Here are my top five flavonoid-rich herbs and a few mushrooms for supporting antioxidant and detoxification pathways and protecting us from cellular damage:
🧯Milk Thistle: A glutathione regenerator, known for its liver and kidney support. It can be ground up and added to foods or teas or taken as a capsule.
🧯Tumeric: An anti-inflammatory powerhouse with documented anti-cancer effects. Best absorbed with fat, turmeric can be taken as a paste or in professional-grade encapsulated formulations with enhanced bioavailability.
🧯Green Tea: An incredible antioxidant that tightens inflamed tissues and is one of the most researched anti-cancer herbs.
🧯Rosemary: A power-food full of antioxidants. It helps reduce the effects of PAHs from foods and inhaled substances. We excrete phytochemicals from aromatic herbs via our lungs, where they provide antioxidant benefits.
🧯Schisandra: Another glutathione regenerator and adaptogen for stressful times. Often consumed as tart tea or incorporated into tinctures.
Medicinal Mushrooms
For long-term protection, medicinal mushrooms contain complex polysaccharides with incredible immune-modulating effects. Two of my favorites are:
🧯Reishi: Both anti-inflammatory and stress-modulating.

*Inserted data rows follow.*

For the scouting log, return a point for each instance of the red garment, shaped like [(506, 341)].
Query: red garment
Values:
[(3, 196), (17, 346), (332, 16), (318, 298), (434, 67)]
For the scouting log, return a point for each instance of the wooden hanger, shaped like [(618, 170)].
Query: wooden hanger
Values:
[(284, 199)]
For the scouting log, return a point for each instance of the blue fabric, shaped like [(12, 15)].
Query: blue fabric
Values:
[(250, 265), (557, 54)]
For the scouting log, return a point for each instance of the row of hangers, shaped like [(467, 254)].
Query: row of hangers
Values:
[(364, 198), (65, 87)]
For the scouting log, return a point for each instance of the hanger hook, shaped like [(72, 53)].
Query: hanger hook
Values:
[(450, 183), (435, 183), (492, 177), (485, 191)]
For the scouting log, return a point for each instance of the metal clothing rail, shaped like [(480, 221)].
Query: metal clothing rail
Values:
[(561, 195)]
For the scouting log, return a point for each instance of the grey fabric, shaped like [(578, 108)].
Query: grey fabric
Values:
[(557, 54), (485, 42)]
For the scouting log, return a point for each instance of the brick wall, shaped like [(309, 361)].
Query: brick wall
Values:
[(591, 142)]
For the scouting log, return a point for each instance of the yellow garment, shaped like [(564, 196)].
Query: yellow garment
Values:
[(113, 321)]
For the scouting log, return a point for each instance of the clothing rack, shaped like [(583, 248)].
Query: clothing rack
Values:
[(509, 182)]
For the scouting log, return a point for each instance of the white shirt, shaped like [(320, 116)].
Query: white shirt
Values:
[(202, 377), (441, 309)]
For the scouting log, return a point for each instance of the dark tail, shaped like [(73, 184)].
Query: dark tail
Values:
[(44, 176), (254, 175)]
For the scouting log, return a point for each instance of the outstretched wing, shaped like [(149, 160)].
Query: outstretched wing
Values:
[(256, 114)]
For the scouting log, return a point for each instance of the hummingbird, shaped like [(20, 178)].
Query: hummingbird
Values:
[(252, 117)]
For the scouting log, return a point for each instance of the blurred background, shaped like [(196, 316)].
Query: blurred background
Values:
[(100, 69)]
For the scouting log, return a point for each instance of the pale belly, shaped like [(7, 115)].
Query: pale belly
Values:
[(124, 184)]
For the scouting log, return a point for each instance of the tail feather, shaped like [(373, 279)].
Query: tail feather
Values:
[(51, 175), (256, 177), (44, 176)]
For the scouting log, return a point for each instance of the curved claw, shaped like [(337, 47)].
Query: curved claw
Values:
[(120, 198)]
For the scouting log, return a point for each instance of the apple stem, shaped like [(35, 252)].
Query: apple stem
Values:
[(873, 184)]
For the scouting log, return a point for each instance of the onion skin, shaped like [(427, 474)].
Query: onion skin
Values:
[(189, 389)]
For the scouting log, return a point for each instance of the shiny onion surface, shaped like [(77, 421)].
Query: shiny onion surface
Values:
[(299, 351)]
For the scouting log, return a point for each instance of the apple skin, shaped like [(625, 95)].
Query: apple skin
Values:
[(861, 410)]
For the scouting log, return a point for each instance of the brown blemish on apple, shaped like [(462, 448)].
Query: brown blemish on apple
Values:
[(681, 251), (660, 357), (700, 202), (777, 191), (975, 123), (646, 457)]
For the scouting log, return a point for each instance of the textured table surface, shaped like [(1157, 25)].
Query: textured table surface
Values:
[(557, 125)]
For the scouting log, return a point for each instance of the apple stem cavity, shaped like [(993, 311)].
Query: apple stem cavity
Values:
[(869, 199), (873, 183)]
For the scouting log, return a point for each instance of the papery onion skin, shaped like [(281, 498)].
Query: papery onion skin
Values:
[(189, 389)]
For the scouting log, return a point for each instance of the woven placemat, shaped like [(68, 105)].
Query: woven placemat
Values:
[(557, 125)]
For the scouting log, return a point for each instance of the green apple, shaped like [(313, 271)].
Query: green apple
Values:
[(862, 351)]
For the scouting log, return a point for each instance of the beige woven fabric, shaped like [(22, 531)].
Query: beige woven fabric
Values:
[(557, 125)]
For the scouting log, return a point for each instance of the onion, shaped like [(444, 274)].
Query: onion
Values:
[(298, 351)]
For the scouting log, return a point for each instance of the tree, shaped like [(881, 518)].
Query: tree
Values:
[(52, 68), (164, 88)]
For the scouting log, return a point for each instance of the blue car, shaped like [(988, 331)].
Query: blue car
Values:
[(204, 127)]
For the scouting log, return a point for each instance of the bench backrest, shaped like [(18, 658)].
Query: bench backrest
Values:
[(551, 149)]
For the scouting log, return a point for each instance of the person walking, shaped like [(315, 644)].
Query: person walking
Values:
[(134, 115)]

🧯Cordyceps: Enhances respiratory function and oxygen efficiency in the lungs.
You can find and purchase my Fire Detox Support plan here: https://us.fullscript.com/welcome/angelagriffithsdc.
Final Thoughts
Supporting your overall health helps you stay resilient amidst environmental insults. Now is the prime time to follow your self-care regimens diligently.
Stay safe, and take care of your health.